Understanding Ownership and Owner Rights

Every security descriptor has an owner SID. Ownership is not just a label — it confers real rights. The owner of an object can always read its security descriptor and modify its DACL, even if no ACE in the DACL explicitly grants them access.

This guarantee exists so that no object becomes permanently inaccessible. If a DACL is misconfigured and locks everyone out, the owner can still fix it.

What the owner gets by default

When AccessCheck evaluates a request from the object's owner, it implicitly grants two standard rights:

Right What it allows
READ_CONTROL Read the security descriptor (see who has access)
WRITE_DAC Modify the DACL (change who has access)

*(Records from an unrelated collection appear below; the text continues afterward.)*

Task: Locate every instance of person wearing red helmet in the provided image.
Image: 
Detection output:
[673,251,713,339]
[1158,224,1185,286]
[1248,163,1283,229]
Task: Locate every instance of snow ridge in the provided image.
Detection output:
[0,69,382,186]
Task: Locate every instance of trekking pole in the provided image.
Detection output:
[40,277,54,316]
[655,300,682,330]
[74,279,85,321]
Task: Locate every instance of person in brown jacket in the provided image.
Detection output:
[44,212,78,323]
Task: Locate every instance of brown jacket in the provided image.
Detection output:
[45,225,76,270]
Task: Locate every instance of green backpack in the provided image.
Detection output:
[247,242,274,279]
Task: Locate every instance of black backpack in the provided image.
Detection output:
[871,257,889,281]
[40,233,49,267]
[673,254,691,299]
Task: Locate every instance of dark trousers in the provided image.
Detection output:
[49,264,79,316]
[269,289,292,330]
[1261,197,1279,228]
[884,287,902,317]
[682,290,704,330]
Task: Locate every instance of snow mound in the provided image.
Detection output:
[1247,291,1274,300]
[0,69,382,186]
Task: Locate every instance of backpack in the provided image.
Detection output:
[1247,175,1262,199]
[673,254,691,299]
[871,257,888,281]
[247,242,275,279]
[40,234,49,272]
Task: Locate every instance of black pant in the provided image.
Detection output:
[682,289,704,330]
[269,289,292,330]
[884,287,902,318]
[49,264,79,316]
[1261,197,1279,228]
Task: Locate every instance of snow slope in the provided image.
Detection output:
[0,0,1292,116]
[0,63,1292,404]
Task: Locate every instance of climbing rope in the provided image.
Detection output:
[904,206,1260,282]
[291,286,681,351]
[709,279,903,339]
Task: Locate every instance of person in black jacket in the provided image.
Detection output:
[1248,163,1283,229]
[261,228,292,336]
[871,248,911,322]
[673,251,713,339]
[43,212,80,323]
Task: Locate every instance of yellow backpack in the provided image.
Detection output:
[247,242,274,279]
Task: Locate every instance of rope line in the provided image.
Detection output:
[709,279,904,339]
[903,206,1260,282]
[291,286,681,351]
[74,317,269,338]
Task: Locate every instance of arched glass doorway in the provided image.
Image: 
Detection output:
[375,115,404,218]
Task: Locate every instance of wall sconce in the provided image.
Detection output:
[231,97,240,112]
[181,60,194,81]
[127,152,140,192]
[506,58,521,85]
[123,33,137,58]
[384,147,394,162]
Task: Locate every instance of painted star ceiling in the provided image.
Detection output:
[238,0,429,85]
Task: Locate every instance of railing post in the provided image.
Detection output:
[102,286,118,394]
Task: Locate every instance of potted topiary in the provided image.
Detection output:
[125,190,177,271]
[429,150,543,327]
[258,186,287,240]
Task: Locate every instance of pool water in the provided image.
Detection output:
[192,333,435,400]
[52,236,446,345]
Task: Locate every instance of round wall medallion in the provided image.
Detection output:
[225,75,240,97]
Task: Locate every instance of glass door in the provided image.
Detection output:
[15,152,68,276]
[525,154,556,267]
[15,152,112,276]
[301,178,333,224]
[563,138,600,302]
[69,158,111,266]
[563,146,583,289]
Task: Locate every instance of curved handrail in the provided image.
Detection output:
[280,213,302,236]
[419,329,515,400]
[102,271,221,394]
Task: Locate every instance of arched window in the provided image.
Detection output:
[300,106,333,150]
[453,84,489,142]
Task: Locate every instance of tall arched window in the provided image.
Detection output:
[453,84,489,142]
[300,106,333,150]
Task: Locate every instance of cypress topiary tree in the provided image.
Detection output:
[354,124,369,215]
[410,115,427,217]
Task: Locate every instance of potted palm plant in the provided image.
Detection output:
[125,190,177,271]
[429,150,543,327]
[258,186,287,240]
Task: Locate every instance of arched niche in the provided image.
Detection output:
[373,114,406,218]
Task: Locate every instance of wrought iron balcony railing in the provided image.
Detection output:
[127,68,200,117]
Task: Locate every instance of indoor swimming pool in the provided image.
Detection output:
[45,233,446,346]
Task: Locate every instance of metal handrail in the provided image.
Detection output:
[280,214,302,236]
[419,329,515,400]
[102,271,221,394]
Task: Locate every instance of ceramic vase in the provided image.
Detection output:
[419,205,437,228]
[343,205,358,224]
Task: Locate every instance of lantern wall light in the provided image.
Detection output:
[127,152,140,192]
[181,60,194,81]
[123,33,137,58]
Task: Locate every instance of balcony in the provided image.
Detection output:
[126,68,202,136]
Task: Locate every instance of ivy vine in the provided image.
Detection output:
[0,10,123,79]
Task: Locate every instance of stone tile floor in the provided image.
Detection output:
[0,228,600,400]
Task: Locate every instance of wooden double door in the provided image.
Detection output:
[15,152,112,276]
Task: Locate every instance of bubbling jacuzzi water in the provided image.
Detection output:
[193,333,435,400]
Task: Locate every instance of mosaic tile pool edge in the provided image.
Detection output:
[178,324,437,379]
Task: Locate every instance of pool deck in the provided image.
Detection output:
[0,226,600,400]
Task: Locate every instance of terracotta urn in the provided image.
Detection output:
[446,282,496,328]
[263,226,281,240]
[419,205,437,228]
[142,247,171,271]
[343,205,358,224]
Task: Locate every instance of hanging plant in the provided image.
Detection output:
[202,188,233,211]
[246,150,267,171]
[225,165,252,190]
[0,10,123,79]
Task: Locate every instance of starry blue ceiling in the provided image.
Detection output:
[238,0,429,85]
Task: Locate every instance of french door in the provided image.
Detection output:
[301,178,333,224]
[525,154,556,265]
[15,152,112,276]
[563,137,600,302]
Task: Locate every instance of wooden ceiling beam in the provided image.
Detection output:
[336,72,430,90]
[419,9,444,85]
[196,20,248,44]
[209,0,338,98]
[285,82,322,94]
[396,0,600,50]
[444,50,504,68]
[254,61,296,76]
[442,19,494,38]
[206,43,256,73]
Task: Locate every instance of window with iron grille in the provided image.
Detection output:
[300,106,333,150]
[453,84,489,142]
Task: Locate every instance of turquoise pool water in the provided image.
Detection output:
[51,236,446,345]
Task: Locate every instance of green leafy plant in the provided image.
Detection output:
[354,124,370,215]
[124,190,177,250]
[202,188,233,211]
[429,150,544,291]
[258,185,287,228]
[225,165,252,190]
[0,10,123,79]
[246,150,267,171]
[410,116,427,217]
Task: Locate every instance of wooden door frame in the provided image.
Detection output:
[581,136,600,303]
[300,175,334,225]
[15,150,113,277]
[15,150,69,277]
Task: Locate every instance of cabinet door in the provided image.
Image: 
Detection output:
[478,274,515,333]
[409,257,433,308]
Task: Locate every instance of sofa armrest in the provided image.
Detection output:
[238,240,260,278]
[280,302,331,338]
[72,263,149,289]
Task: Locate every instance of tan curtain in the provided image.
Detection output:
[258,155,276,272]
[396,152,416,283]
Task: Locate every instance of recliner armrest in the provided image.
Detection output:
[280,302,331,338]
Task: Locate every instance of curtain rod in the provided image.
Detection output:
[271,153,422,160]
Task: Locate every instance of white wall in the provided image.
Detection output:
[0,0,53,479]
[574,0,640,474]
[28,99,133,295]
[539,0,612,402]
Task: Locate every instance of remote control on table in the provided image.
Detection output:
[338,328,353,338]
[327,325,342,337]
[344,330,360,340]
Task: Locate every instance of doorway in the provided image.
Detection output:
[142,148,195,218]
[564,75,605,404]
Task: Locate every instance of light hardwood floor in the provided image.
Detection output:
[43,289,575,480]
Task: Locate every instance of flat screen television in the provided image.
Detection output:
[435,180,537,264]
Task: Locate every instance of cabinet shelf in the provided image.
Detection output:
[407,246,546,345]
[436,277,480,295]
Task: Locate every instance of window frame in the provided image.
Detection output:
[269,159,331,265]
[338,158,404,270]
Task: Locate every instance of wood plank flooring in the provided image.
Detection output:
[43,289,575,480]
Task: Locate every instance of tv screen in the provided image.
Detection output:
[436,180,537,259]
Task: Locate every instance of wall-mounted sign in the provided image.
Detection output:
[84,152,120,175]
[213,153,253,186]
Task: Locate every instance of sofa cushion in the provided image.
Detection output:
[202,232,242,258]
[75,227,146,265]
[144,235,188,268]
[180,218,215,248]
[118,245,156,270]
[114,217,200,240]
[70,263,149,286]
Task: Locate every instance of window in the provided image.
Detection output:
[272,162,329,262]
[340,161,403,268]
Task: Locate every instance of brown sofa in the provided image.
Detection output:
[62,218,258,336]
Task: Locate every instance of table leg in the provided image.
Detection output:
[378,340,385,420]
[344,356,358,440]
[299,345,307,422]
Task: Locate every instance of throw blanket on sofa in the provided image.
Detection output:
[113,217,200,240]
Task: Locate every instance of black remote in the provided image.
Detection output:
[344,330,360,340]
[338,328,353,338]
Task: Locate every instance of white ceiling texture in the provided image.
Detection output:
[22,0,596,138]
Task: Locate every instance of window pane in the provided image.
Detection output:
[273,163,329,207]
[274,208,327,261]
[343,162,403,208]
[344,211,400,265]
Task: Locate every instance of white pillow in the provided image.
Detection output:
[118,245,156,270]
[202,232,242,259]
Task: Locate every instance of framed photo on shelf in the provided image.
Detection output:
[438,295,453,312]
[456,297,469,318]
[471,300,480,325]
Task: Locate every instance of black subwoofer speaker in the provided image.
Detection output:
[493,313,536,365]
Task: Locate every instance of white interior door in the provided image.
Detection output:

These rights are granted regardless of what the DACL says. The owner does not need an ACE to receive them.

The owner does not automatically get other rights. Owning a file does not implicitly grant the right to read or write its contents — those rights must come from the DACL or from privileges. Ownership is about control over the security policy, not blanket access to the object.

Overriding the defaults with OWNER RIGHTS

The default implicit grants can be overridden by placing an OWNER RIGHTS ACE (S-1-3-4) in the DACL. When AccessCheck finds this ACE, it replaces the default owner grants with whatever the ACE specifies.

This can restrict the owner:

Allow  S-1-3-4 (OWNER RIGHTS)  READ_CONTROL

The owner can read the security descriptor but cannot modify the DACL. This is useful for objects where an administrator wants to prevent the owner from changing the access rules.

It can also expand the owner's implicit rights:

Allow  S-1-3-4 (OWNER RIGHTS)  READ_CONTROL | WRITE_DAC | DELETE

The owner gets the defaults plus the ability to delete the object.

Without an OWNER RIGHTS ACE, the defaults (READ_CONTROL + WRITE_DAC) apply. The OWNER RIGHTS ACE is the mechanism for fine-tuning what ownership means on a specific object.

How ownership is set

At creation. When a new object is created, the owner is set from the creating token — typically the token's user SID.

By transfer. A principal with WRITE_OWNER access on the object can change the owner SID. This access can come from the DACL or from a privilege.

By claiming. A principal with the SeTakeOwnershipPrivilege can claim ownership of any object, regardless of the current DACL. This is the administrative escape hatch — when an object's access is misconfigured and no one can reach it, an administrator with this privilege can take ownership and then fix the DACL.

The recovery path

Ownership and SeTakeOwnershipPrivilege together ensure that there is always a way to recover access:

  1. The administrator takes ownership of the object (using SeTakeOwnershipPrivilege)
  2. As the new owner, they receive READ_CONTROL and WRITE_DAC implicitly
  3. They modify the DACL to restore correct access rules

This is a deliberate two-step process. SeTakeOwnershipPrivilege does not grant the ability to read or modify the object's contents — it only grants ownership. The administrator must then use the owner's implicit WRITE_DAC to fix the DACL, and only then can they (or others) access the object through normal means.